Climate and Water: Knowledge of Impacts to Action on Adaptation
Michael Kiparsky, Anita Milman, and Sebastian Vicuña
Abstract: As adaptation becomes more tightly integrated into the range of responses to climate change, understanding how knowledge of climate change impacts and vulnerabilities can be effectively used is essential both to direct research and to support action. This article reviews literature along an intellectual transect from knowledge of climate impacts on water systems to the influence of that knowledge on adaptation responses. We discuss scientific evidence for changing hydroclimatic regimes, methods for translating climatic information into results relevant to adaptation, uncertainties in these results, methods for addressing uncertainty via adaptation processes, challenges and opportunities for knowledge development and transfer, and sociopolitical factors that enable or hinder the use of knowledge.

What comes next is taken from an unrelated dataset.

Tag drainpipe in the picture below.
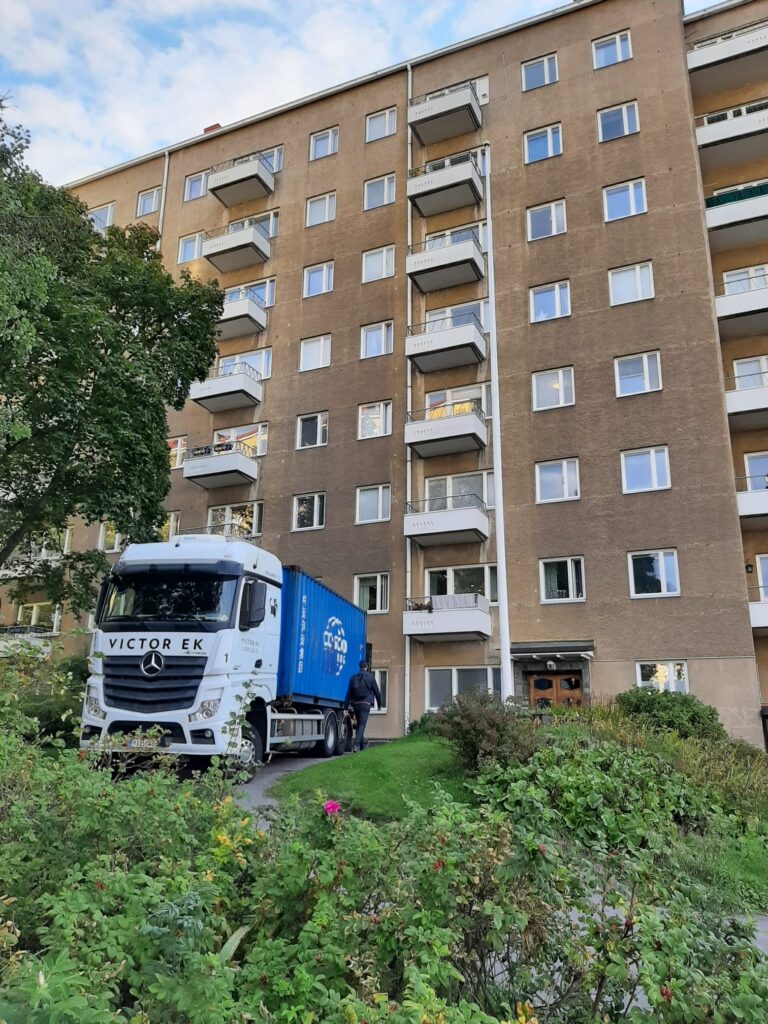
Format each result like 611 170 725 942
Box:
482 140 514 700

Challenges remain in developing and applying methods for identifying and reducing underlying vulnerabilities and reliably connecting technical knowledge of climate impacts with local needs remains an unsolved problem. But new decision-making methods and the potential to learn from analogous water management situations provide hope for near-term progress.
Disaster Governance: Social, Political, and Economic Dimensions
Kathleen Tierney
Abstract: Disaster governance is an emerging concept in the disaster research literature that is closely related to risk governance and environmental governance. Disaster governance arrangements and challenges are shaped by forces such as globalization, world-system dynamics, social inequality, and sociodemographic trends. Governance regimes are polycentric and multiscale, show variation across the hazards cycle, and tend to lack integration and to be formulated in response to particular large-scale disaster events. Disaster governance is nested within and influenced by overarching societal governance systems. Although governance failures can occur in societies with stable governance systems, as the governmental response to Hurricane Katrina shows, poorly governed societies and weak states are almost certain to exhibit deficiencies in disaster governance. State-civil society relationships, economic organization, and societal transitions have implications for disaster governance. Various measures can be employed to assess disaster governance; more research is needed in this nascent field of study on factors that contribute to effective governance and on other topics, such as the extent to which governance approaches contribute to long-term sustainability.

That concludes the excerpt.